The Republican Party needs union workers

This reversal means the GOP has to think more seriously about the economic needs of working-class voters as those voters perceive them. If these people were convinced that supply-side, employer-focused economics worked in their interest, they would have been voting Republican for decades. The fact that it took Trump’s bombastic embrace of immigration limitation and opposition to untrammeled free trade to bring them into the Republican fold shows that the party needs something more than the same old messages to maintain — and grow — its coalition. And that means thinking seriously about unions. Unions exist to solve problems. People only join them when they think they aren’t getting what they deserve from their employer, whether it is higher wages or benefits, greater job security or better working conditions. Take away that feeling of injustice, and people won’t join unions. Smart employers used to know this and gave their employees better wages and benefits packages than perhaps they needed to offer.
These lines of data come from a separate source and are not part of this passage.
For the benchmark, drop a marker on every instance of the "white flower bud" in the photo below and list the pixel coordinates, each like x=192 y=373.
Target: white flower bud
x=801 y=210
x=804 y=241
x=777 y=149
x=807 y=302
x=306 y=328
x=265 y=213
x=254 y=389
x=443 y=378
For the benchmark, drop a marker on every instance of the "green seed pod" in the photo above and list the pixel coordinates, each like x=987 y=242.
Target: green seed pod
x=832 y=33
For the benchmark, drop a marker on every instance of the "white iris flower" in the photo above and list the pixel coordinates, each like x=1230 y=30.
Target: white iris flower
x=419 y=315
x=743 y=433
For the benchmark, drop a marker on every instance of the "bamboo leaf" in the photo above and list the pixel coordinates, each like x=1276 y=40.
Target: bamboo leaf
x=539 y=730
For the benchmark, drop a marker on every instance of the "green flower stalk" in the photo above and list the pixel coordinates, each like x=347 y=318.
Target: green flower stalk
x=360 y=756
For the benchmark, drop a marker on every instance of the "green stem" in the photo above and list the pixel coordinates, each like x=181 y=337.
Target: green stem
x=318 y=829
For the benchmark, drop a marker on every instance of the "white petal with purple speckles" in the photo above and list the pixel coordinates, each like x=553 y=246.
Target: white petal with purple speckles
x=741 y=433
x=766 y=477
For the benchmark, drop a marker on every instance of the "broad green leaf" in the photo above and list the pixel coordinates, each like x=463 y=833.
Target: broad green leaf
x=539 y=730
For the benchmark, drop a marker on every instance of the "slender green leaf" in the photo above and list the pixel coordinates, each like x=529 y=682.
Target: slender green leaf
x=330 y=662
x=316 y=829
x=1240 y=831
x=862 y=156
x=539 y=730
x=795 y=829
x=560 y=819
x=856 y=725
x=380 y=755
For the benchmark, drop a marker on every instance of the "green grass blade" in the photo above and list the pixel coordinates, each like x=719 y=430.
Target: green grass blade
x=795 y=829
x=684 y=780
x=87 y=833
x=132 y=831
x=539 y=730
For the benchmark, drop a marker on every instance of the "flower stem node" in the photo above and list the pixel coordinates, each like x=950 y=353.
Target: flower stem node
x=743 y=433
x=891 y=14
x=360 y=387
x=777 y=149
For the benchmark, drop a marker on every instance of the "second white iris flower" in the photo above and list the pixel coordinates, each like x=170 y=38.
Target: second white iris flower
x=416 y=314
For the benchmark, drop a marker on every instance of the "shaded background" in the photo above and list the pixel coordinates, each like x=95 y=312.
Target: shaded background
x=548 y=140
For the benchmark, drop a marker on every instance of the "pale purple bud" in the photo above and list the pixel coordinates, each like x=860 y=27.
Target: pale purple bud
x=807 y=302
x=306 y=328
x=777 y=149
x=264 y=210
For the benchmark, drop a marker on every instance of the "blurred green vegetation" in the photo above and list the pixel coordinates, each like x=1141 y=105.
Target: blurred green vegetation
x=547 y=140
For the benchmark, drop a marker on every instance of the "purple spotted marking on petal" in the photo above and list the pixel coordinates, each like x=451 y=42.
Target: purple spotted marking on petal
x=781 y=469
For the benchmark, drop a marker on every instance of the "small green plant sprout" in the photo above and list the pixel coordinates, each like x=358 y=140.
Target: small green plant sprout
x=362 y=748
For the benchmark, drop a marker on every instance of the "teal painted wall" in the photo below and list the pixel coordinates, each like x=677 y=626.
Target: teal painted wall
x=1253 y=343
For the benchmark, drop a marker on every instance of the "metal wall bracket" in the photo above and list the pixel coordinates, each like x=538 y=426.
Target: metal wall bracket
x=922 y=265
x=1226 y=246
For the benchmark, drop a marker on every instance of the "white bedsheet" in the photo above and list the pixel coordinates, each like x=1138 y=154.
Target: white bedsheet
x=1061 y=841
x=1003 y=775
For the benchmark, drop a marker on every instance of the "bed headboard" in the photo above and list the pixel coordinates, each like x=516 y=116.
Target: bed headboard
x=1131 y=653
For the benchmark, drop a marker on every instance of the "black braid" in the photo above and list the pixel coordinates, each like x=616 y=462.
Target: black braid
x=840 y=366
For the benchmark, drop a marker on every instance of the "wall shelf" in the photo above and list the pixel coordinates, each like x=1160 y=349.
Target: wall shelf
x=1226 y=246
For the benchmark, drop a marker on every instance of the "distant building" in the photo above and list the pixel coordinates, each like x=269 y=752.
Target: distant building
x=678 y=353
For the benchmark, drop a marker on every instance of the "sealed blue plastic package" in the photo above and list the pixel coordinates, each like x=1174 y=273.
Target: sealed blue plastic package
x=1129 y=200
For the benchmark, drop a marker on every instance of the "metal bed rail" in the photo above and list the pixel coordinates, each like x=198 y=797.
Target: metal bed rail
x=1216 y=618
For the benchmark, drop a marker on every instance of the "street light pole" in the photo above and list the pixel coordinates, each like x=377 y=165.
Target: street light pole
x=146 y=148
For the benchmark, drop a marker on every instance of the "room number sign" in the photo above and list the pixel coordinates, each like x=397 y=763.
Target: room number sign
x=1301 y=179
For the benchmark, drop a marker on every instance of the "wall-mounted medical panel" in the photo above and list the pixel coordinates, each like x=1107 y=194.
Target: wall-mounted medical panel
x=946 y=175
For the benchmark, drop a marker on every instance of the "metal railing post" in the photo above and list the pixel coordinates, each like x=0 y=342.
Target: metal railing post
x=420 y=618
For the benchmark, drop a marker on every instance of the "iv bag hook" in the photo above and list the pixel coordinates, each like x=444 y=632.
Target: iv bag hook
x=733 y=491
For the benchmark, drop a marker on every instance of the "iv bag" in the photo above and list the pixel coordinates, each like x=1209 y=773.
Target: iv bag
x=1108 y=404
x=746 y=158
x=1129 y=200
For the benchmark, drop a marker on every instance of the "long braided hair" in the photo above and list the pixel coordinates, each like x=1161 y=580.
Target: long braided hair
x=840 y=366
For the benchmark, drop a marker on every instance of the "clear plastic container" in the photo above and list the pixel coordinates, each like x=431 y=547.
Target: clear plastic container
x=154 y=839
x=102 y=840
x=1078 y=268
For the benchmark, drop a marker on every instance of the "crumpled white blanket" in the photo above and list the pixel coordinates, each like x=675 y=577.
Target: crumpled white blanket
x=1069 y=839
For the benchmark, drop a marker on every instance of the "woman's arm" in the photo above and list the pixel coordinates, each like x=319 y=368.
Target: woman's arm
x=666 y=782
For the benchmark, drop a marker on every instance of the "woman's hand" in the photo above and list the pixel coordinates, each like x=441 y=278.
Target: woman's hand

My father’s old company, Hewlett-Packard, famously had a “no layoff” policy that meant business downturns were shared by all rather than by shedding a few. A Republican policy toward the working-class voters’ fears could push business to re-adopt these wiser policies in place of the efficient but ruthless “shareholder capitalism” model that has come to be the norm... This gives reform-minded Republicans a huge opening to meet the real needs of workers without embracing union bosses. They can push for tighter labor markets at home by eliminating illegal immigration and restricting legal immigration. They can change the incentives that push corporations to invest in other countries’ labor forces, which will inevitably mean tariffs or higher taxes on profits from goods designed here but produced elsewhere. They can redesign the safety net to subsidize people who move for job opportunities and adopt a mild industrial policy to push economic development toward depressed regions with skilled workers. They can even embrace innovative alternatives to traditional unions of the sort that American Compass’s Oren Cass has promoted.